For women with insecure immigration status, the dynamics described in the research are particularly acute. Several service providers described perpetrators who were British nationals and understood exactly how to use the criminal justice system and immigration enforcement as instruments of control. Calling the police, making allegations, triggering an arrest – these become extensions of coercive control rather than departures from it. The police, participants suggested, are often unaware that they are being weaponised.

Beyond the five thematic failures, the report identifies four structural gaps that compound the problem. First, women’s specialist services are not universally available and frequently receive referrals too late to prevent the initial arrest or charge.

Second, delays in providing professional interpreting services drive inappropriate detention: several cases involved women held overnight in police cells simply because no interpreter could be found.

Third, legal aid does not currently fund defence solicitors to engage with suspects before charge – precisely the stage at which, the report argues, most of these cases should be closed down.

Fourth, victim-survivors and specialist services have been insufficiently included in developing the training, guidance and accountability mechanisms that are supposed to address these failures.

Immediate action

The report’s recommendations are specific and, in several cases, already have traction. The National Police Chiefs Council and Crown Prosecution Service have begun strategic work on improving their response to women suspects and defendants, including commitments to introduce a joint protocol for handling cases where the suspect may also be a victim of VAWG.

The Women’s Justice Board, reporting in March 2026, recommended legislation to provide effective defences for victims of domestic abuse accused of offending – a recommendation the government has not yet accepted, though it has committed to considering self-defence legislation if the Law Commission recommends it in its homicide review, due in 2028.

The CWJ’s own recommendations include establishing those effective defences; improving training and guidance for police and prosecutors with a specific focus on Black, Asian, minoritised and migrant victims; improving the CPS Code for Crown Prosecutors; and guaranteeing access to specialist women’s services from the first point of contact with police, along with timely access to female interpreters.

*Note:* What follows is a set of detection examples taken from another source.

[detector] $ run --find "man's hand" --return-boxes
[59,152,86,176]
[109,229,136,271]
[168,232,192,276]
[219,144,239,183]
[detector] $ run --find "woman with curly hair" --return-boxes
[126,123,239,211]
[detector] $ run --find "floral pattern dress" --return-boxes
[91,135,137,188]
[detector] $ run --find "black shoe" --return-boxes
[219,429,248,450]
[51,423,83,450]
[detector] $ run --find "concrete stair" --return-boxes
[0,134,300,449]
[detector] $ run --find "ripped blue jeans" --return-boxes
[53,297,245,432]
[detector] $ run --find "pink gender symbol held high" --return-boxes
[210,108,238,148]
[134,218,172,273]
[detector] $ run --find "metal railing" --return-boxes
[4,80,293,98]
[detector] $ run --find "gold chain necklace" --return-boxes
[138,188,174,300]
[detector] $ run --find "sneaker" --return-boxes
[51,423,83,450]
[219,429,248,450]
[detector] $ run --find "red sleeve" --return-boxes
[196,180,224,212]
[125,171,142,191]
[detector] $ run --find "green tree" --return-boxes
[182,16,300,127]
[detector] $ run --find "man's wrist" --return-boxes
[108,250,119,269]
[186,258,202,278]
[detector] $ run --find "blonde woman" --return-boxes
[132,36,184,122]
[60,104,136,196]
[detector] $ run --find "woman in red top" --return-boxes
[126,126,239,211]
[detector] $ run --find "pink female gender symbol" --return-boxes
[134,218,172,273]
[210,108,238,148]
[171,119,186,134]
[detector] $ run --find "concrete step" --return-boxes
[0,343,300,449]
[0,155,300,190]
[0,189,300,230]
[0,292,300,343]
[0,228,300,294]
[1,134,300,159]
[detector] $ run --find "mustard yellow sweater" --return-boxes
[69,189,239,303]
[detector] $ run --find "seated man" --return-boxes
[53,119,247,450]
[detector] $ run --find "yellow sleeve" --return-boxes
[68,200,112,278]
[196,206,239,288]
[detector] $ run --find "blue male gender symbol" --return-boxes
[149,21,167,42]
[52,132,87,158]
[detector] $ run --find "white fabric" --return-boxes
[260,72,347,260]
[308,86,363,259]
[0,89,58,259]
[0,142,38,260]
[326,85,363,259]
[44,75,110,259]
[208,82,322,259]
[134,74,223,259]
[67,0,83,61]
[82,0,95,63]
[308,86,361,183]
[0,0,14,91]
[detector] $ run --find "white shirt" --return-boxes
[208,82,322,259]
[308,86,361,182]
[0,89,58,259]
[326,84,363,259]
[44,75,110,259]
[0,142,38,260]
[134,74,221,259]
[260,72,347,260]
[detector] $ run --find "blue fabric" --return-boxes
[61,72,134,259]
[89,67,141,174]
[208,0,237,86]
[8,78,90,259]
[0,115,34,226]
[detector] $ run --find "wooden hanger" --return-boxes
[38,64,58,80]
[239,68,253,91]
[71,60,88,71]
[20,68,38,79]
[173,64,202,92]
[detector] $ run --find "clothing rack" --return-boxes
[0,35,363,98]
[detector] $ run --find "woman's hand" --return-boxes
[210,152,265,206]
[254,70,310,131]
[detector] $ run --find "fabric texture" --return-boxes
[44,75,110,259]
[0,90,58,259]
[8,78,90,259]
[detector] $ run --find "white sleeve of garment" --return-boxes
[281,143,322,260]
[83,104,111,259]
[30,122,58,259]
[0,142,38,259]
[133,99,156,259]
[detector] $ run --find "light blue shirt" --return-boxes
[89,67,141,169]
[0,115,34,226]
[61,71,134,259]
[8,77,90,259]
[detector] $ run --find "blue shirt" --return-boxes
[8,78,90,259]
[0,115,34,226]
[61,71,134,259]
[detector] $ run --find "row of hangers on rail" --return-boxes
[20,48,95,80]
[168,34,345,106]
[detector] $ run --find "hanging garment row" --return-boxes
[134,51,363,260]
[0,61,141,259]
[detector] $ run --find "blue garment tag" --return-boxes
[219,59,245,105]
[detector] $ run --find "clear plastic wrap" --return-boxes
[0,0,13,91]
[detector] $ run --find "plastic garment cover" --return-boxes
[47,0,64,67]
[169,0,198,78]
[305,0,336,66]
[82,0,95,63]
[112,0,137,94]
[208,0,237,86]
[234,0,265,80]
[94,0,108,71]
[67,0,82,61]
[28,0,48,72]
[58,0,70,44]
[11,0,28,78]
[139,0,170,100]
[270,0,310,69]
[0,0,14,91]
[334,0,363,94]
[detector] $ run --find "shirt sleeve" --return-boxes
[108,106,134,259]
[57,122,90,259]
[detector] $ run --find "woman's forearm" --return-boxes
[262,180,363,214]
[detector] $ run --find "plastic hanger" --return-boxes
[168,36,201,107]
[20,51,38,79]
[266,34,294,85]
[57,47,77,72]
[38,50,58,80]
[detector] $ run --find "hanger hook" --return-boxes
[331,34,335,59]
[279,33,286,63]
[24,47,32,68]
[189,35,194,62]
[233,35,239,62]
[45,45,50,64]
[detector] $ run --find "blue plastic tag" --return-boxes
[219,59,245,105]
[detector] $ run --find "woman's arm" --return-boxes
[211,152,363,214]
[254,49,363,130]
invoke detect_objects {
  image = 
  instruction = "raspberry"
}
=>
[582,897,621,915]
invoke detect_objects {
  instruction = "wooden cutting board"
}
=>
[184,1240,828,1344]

For policing, the report’s most direct challenge is operational: the guidance already exists. Officers are already instructed to probe counter-allegations, to consider the history of the parties, to guard against being drawn into a perpetrator’s coercive strategy. The evidence presented here suggests that instruction is not being followed consistently, and that there is currently little accountability when it is not.

Harriet Wistrich, solicitor and Chief Executive of the Centre for Women’s Justice, frames the stakes plainly. Victim-survivors have repeatedly put themselves forward to share painful experiences in order to persuade those in power to act.

The NPCC and CPS work is welcomed. But achieving real change, she argues, will require system-wide commitment led from the top of government, including sustained investment in the specialist services that are, repeatedly and visibly, the difference between women being criminalised and women being protected.

“Anything short of a full-throated endorsement of the recommendations in this report, and those of the Women’s Justice Board, will fail victims,” she said.